Schema Design for Staged and Delta Extraction¶
This guide defines schema constraints for multi-pass extraction (staged and delta contracts use the same catalog and identity concepts).
Identity requirements¶
- Root must expose reliable
graph_id_fields. - Entity models should define required, extractable identity fields.
- Identity examples are mandatory for robust ID discovery prompts.
- Avoid long free-text identifiers.
Identity examples for list-entities can be provided in either (or both) of these ways; the catalog collects from both:
- Parent field: list-of-dict examples on the field that contains the list (e.g. studies = Field(examples=[{"study_id": "3.1", "objective": "..."}])).
- Child model's identity fields: scalar examples on the entity's graph_id_fields (e.g. study_id = Field(examples=["3.1", "STUDY-BINDER-MW"])). These are included in the catalog so the LLM sees concrete valid-ID examples.
Prefer short, document-derived ID examples (section numbers, figure/table labels, named items). Do not use section or chapter titles as entity identities.
Parent linkage requirements¶
- Child paths must have resolvable parent paths.
- Parent identity must be discoverable before child attachment.

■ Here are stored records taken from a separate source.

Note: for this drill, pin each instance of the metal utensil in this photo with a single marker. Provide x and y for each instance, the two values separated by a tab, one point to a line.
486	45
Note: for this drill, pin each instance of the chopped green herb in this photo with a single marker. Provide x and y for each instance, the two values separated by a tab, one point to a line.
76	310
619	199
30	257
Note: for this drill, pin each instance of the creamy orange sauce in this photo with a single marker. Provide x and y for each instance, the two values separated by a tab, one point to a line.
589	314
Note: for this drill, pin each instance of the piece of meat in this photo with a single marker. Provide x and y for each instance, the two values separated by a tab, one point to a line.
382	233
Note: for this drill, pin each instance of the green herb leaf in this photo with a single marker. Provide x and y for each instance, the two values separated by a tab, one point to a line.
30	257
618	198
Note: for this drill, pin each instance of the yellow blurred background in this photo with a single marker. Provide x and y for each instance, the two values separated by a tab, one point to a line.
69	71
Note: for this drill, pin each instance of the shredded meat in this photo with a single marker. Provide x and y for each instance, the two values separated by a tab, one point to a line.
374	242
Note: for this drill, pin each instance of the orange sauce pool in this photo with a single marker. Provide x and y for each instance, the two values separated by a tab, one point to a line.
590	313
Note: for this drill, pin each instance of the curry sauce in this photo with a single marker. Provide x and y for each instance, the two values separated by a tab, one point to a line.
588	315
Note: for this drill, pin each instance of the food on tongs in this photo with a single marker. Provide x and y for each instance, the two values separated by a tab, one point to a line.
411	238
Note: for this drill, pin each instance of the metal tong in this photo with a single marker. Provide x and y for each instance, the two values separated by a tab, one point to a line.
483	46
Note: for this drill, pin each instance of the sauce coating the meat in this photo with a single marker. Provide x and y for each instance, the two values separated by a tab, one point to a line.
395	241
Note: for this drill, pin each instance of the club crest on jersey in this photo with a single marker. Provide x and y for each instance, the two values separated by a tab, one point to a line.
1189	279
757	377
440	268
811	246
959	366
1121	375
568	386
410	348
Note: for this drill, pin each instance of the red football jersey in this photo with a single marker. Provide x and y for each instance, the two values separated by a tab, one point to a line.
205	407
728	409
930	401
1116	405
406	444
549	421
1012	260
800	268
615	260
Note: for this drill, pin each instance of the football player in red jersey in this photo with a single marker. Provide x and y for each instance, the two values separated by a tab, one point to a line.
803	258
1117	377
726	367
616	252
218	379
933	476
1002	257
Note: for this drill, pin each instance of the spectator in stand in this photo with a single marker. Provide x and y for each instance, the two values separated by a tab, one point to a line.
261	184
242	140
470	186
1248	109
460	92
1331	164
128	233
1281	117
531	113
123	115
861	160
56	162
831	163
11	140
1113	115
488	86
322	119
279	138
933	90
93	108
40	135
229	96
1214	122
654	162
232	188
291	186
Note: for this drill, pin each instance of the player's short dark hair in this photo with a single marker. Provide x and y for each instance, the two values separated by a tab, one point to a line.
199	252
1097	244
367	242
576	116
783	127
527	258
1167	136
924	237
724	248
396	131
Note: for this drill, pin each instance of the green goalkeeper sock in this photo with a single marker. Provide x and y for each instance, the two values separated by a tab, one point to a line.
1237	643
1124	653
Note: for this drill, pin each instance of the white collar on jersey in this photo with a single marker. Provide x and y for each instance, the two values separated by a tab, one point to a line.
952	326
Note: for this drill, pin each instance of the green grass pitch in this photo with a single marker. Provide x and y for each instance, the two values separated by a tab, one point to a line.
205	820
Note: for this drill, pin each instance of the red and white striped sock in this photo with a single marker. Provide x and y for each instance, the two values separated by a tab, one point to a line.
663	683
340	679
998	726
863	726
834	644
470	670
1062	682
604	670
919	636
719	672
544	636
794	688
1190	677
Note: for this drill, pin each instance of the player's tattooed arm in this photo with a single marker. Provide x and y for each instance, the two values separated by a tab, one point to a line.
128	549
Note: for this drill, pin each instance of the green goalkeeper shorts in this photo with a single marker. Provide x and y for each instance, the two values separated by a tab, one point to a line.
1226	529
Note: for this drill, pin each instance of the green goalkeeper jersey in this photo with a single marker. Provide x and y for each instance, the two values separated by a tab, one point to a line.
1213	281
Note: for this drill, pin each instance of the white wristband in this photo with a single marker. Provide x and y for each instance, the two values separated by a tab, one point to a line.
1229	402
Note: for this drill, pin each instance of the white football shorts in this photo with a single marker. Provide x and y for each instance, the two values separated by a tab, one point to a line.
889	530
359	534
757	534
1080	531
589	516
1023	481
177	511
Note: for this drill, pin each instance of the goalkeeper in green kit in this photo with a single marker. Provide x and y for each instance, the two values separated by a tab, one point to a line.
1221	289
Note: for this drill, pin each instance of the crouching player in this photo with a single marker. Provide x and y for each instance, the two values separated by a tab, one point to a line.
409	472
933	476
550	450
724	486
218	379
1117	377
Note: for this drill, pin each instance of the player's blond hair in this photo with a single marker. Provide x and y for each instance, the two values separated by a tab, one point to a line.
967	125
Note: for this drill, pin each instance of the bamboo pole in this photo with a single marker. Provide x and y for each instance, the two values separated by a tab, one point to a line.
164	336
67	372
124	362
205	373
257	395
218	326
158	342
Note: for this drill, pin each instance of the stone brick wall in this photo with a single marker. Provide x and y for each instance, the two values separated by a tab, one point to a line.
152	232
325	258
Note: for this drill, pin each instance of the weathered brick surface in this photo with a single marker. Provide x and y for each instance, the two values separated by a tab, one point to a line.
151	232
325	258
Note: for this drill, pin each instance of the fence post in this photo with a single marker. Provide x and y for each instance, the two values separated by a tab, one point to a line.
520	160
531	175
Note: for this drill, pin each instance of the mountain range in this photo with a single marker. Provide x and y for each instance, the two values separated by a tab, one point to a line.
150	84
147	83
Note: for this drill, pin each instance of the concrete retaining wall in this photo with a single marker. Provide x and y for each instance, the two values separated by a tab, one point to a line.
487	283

- Local child IDs should be disambiguated by parent context when needed.
Components and edges¶
- Components use
is_entity=False. - Components participating in graph relationships should be attached via
edge(label=...). - Keep component payloads concise and extraction-friendly.
Complexity limits¶
- Prefer 2-4 depth levels.
- Reduce fan-out where possible.
- Split very broad domains into focused templates.
Delta-specific additions¶
- Keep extracted properties flat.
- Enforce exact catalog path usage.
- Favor fields that stabilize cross-batch identity and reconciliation.
- Provide canonicalization instructions in field descriptions.
Quality-readiness checklist¶
- Root identity present and stable.
- Entity IDs required and exemplified.
- Parent-child paths deterministic.
- No critical fields hidden only in deeply nested branches.
- Relationship-bearing fields have explicit edge labels.